Options B (their contemporaries would have understood famous actors") and E ("historical records can reveal personality") simply aren't the focus of the question (or "doubt") that the author of the excerpt is trying to raise—so we can dismiss them from consideration.


Option A or option C?

That leaves option A ("the stage personalities of the past would appeal on a personal level to people like the author") and option C ("the acting of famous stage personalities would appeal to us today") as viable possibilities. The author formulates two questions in the excerpt:

Should we really care for the greatest actors of the past could we have them before us? [Or s]hould we find them too different from our accent of thought, of feeling, of speech ...?

It seems to me that the crucial task in understanding what the author is asking about in the excerpt is to determine what he means by the phrase "care for the greatest actors of the past." If he means "care for the acting of the greatest actors of the past", then it follows that option C, with its focus on whether "the acting of famous stage personalities would appeal to us today" is the stronger choice.

On the other hand, if the author means "care for the actors as people," then option A (which makes no mention of the actors' acting) might arguably be the right choice.

But this GRE question's presentation of options A and C has a couple of serious shortcomings. First, it uses the term "stage personalities" in both answers—but that term is not used or defined in the excerpt or anywhere else in the question. What is a "stage personality"—an exact synonym for actor? a persona that exists on-stage but not off? a performer with a distinctive character or mannerisms, like Jimmy Durante or W.C. Fields? We don't know because the test deviser introduces the term without explaining it.

Second, the question introduces a sneaky distinction in relevant audience between option A (where the relevant audience is "people like the author") and ption C (where the relevant audience is "us today").

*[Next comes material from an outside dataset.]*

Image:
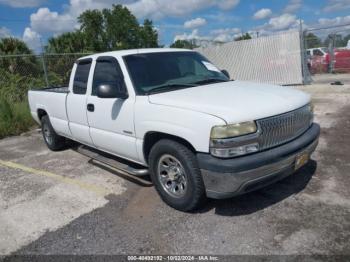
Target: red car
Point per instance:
(319, 60)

As Tim Romano points out, the excerpt is from an essay by Walter Pater titled "Their Majesty's Servants," reprinted in the April 1911 issue of The Mask. The GRE question deviser doesn't expect anyone to know that the excerpt is more than a hundred years old, but in a discussion of whether acting greatness would be recognized by audiences of later ages, it seems at least significant that the wording of option A links the "doubt" expressed in that option to people like the author," whereas option C links its doub to "us today."

Obviously, Walter Pater writing in 1911 can't have any well-defined doubts about the reaction to Garrick of audiences in 2015. So is this whole question an exercise in misdirection hinging on the time frame implied by "people like the author" and the time frame implied by "us today"?

I don't know. Nor am I clear on what the test deviser means by "stage personalities," although it seems to me that the farther we take that term from simple equivalence with "actors," the less connected to Pater's actual comments the GRE question becomes.


Conclusion

In my view, Pater is primarily interested in the acting of the great actors of the past—not in their personas or personal magnetism or whatever. For that reason, I think that option C, which focuses on the acting of the "stage personalities" and not on the "stage personalities" as things in themselves, is the better answer.

But whether you agree with that assessment or not, I hope you will agree that option A is very far from being obviously preferable to option C under any fair-minded analysis of the two options' merits. And that in turn means that this test question does a lousy job of evaluating reading comprehension, or whatever else it is supposed to be doing.